Fastest way to delete files that are not in a data table?

Fastest way to delete files that are not in a data table? - c#

I need to write a code in C# that will select a list of file names from a data table and delete every file in a folder that is not in this list.
One possibility would be to have both ordered by name, and then loop through my table results, and for each result, loop through my files and delete them until I find a file that matches the current result or is alphabetically bigger, and then move to the next result without resetting the current file index.
I haven't tried to actually implement this, but seems to me that this would be an O(n) since each list would be looped through just once (ignoring the sorting both lists part). The only thing I'm not sure about is whether I can be 100% sure both the file system and the database engine will sort exactly the same way (will they both consider "_" smaller than "-" and stuff like that). If not, the algorithm above just wouldn't work at all. (By the way this is a Jet Engine database.)
But since this is probably not such an uncommon problem you guys might already know a better solution. I tried search the web but couldn't find anything. Perhaps a more effective solution would be to put each list into a HashSet and find their difference.

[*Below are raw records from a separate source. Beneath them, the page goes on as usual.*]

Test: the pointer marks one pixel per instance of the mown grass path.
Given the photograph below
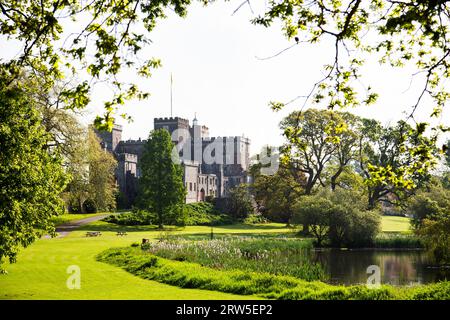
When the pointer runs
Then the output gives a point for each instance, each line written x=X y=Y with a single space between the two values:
x=41 y=270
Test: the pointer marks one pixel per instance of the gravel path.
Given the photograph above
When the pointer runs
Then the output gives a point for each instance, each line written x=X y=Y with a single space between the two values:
x=64 y=229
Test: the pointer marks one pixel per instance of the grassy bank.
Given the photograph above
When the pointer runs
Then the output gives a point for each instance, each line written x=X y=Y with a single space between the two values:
x=192 y=275
x=41 y=269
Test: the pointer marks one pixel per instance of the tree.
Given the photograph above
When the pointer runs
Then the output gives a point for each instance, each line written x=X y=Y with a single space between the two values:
x=102 y=165
x=436 y=235
x=447 y=153
x=276 y=194
x=315 y=212
x=92 y=185
x=109 y=38
x=394 y=160
x=340 y=217
x=395 y=32
x=31 y=172
x=314 y=138
x=161 y=185
x=240 y=202
x=429 y=202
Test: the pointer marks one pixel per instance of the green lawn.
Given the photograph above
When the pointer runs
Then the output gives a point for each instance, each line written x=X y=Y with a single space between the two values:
x=40 y=272
x=395 y=224
x=75 y=217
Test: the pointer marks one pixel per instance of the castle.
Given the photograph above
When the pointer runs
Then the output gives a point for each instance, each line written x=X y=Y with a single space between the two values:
x=211 y=165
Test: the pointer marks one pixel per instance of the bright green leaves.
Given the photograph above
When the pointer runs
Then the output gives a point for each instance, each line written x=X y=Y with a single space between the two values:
x=110 y=34
x=31 y=172
x=404 y=32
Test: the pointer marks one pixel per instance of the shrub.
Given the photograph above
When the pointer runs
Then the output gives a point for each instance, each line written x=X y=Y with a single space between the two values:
x=339 y=218
x=204 y=214
x=397 y=241
x=240 y=202
x=429 y=203
x=139 y=217
x=255 y=218
x=436 y=235
x=200 y=213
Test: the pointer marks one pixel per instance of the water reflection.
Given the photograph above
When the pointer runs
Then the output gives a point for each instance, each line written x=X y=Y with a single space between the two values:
x=398 y=267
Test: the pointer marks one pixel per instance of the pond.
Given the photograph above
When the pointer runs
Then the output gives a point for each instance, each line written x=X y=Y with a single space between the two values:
x=397 y=267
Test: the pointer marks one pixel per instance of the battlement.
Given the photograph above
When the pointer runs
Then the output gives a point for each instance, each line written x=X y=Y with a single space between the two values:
x=171 y=119
x=128 y=157
x=130 y=141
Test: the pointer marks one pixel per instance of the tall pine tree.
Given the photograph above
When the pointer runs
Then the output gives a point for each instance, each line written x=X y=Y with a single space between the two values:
x=161 y=186
x=31 y=173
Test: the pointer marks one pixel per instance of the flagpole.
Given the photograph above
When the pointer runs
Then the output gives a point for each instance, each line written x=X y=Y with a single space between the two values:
x=171 y=94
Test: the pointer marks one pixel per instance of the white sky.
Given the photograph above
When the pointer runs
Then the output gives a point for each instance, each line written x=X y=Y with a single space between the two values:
x=212 y=56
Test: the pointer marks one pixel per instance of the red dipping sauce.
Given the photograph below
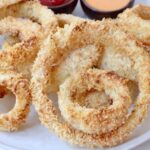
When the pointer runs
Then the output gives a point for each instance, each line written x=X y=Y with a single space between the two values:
x=60 y=6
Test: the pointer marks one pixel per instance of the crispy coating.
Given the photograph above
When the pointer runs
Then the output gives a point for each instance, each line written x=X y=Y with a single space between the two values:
x=108 y=35
x=19 y=86
x=67 y=56
x=91 y=120
x=32 y=10
x=17 y=55
x=5 y=3
x=136 y=21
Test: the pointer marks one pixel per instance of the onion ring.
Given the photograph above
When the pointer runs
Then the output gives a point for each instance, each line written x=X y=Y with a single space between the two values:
x=105 y=34
x=137 y=22
x=18 y=54
x=71 y=54
x=91 y=120
x=19 y=86
x=5 y=3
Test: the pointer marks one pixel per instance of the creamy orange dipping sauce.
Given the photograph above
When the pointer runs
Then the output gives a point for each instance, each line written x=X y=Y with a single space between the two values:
x=107 y=5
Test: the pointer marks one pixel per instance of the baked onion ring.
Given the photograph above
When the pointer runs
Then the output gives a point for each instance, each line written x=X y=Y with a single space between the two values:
x=90 y=120
x=68 y=57
x=17 y=55
x=119 y=41
x=5 y=3
x=32 y=10
x=137 y=22
x=19 y=86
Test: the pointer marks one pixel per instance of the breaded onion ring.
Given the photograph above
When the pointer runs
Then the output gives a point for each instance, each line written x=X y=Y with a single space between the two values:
x=5 y=3
x=118 y=41
x=68 y=57
x=91 y=120
x=32 y=10
x=17 y=55
x=19 y=86
x=137 y=22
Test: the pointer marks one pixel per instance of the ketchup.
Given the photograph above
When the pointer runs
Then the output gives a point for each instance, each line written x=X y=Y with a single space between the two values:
x=60 y=6
x=52 y=2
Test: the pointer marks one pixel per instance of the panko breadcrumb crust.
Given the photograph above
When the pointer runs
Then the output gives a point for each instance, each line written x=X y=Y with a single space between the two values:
x=107 y=35
x=19 y=86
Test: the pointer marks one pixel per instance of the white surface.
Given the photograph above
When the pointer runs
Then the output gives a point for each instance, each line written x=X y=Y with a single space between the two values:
x=34 y=136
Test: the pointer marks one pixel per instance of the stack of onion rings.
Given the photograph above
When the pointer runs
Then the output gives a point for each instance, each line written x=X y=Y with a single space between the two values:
x=109 y=35
x=64 y=50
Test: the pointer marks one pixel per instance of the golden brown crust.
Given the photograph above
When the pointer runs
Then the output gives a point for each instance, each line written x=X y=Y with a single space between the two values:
x=32 y=10
x=5 y=3
x=91 y=120
x=110 y=36
x=18 y=54
x=19 y=86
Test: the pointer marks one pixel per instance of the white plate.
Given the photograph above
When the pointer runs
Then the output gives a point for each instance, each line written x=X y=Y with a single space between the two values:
x=34 y=136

Get the folder content into folderFiles (IEnumerable<string>)
Get the file you want to keep in filesToKeep (IEnumerable<string>)
Get a list of "not in list" files.
Delete these files.
Code Sample :
IEnumerable<FileInfo> folderFiles = new List<FileInfo>(); // Fill me.
IEnumerable<string> filesToKeep = new List<string>(); // Fill me.
foreach (string fileToDelete in folderFiles.Select(fi => fi.FullName).Except(filesToKeep))
{
File.Delete(fileToDelete);
}

Here is my suggestion for you. Assuming filesInDatabase contains a list of files which are in the database and pathOfDirectory contains the path of the directory where the files to compare are contained.
foreach (var fileToDelete in Directory.EnumerateFiles(pathOfDirectory).Where(item => !filesInDatabase.Contains(item))
{
File.Delete(fileToDelete);
}
EDIT:
This requires using System.Linq;, because it uses LINQ.

I think hashing is the way to go, but you don't really need two HashSets. Only one HashSet is needed to store the standardized file names from the datatable; the other container can be any collection data type.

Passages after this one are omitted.